November 14, 2011
Cora Cohen's Writerly Art
by Mitchell Ed Mittelstedt
Why make a painting showing the viewer where to go? I’m interested in making art that offers a space in which to roam around, a space to get lost, an uncharted space where time can be wasted, said the visiting artist Cora Cohen in her presentation at SAIC on November 4th. Cohen explained to her audience her interest in creating “art in which two opposing forces or several contradictory ways of thinking can coexist.”
Exhibited in important venues all around the world, from Yale University and MOMA in New York city, to the Swedish State Art Council, “contradictions and paradoxes” is comprised of all of her abstract work. She explained to SAIC students that it is visual questioning and reordering that brings her work to life, as well as theory and thought, like that of the French literary theorist Roland Barthes, an influence she brought up on several occasions during her lecture. As influential artists for her work, and even “heroes”, she cited Francis Bacon and Kazimir Malevich as they “do not hover over the underside of life.” According to Cohen, these are artists who do not avoid difficult things to wrap their minds around.

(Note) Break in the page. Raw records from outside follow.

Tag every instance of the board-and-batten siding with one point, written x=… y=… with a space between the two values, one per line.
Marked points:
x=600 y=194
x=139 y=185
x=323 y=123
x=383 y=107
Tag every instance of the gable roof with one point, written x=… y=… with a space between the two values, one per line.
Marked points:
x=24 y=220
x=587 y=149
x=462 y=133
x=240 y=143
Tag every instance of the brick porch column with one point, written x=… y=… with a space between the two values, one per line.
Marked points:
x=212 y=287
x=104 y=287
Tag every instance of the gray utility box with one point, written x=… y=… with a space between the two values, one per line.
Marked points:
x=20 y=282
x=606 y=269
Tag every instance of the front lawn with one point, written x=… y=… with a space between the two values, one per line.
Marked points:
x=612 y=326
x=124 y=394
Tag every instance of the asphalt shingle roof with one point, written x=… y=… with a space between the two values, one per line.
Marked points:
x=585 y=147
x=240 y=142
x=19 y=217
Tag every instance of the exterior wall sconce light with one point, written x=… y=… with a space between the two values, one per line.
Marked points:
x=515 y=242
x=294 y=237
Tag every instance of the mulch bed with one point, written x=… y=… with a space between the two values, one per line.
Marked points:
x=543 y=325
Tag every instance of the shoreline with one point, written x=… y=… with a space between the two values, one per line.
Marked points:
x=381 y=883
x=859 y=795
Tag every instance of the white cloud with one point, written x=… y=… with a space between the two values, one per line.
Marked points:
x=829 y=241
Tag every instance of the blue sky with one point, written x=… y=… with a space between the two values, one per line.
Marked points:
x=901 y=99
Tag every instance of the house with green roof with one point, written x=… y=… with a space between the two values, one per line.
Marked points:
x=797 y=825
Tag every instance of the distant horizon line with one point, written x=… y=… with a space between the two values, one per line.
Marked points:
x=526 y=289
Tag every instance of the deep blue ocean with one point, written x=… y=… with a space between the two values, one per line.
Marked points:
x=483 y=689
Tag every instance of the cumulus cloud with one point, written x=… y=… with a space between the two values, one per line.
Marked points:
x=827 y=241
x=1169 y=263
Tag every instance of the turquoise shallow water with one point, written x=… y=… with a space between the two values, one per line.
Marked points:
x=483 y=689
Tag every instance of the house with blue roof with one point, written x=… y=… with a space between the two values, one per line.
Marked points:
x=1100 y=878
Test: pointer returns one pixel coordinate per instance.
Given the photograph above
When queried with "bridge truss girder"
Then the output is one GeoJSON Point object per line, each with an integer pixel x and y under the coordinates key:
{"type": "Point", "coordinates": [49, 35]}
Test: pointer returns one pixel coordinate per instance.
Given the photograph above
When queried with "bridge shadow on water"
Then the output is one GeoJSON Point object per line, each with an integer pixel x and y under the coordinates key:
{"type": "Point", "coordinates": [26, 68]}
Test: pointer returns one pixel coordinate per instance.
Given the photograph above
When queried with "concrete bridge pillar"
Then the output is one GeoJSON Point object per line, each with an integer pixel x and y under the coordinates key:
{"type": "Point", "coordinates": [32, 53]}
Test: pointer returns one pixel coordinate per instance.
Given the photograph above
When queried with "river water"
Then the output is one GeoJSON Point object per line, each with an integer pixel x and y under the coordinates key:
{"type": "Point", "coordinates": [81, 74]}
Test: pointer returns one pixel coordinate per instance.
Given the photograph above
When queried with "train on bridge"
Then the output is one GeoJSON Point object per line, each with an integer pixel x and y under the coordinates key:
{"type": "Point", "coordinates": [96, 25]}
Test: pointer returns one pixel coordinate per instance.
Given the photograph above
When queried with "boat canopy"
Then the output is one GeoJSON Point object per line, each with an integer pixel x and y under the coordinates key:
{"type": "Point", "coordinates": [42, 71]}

“I’m against art that tries to control how the viewer sees the work, where the artist lays down laws about what art should be, thereby limiting the participation and autonomy of the viewer,” said the artist as she explained her interest in challenging everyone who looks at her pieces.
In his essay “S/Z”, Barthes made a distinction between two types of texts, “readerly” and “writerly”. Readerly texts never disturb common sense, and thus require no thoughtful participation from the reader: meaning is ready-made. Writerly texts, on the other hand, make the readers active participants of the work. Looking at Cohen’s art in this context, her work can be found sitting firmly in the writerly camp, as she encourages the viewers, the readers, to gather their own interpretations.
“I investigate abstractions in ways that are based in and also depart from modernist tenants. Art can be about—and is about, at its best—propositions, and modernism has the possibility to be about beginnings and not endings,” said Cohen to the audience, who all the while remained responsive and inquisitive as to the philosophy and process behind her work.